"O 'povo do livro', nos nossos dias, é sem contestação o Islão. A ausência geral de cultura profana, de ensino superior e de sistemas de valores científicos e técnicos dão aí ao Corão uma centralidade, um poder na vida quotidiana, um monopólio referencial quase obsoleto no judaísmo do fim do século XX. (Aí ainda, a acerba hostilidade entre Judeus e Árabes não é sem paradoxos)."
"Les Logocrates" (George Steiner)
O Livro salvou a identidade na Diáspora do judaísmo, o que permitiu o mais fecundo movimento de emulação da história. É pouco dizer que a nossa cultura não se compreende sem a raiz judaica, quase tão importante, através do Cristianismo, como a greco-latina, porque a própria disputa entre tradições contribuiu para acelerar e refinar o processo civilizacional (na verdade, não sem alguns recuos de barbárie, no século passado).

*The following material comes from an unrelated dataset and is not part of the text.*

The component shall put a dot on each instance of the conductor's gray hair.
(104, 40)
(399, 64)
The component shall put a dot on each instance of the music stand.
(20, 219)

O que faz a originalidade do Islamismo e o fracasso do seu "aggiornamento" é a falta dum confronto histórico como esse, a um nível mais profundo, do que o das diferenças entre "primos" de religião.
A "centralidade" do Corão de que fala Steiner representa isso mesmo e aproxima as sociedades muçulmanas mais típicas da sociedade de massas. O poder da referência corânica na vida quotidiana está, assim, intimamente ligado à penetração da tecnologia que encurtará infalivelmente a distância em relação a um tal modelo.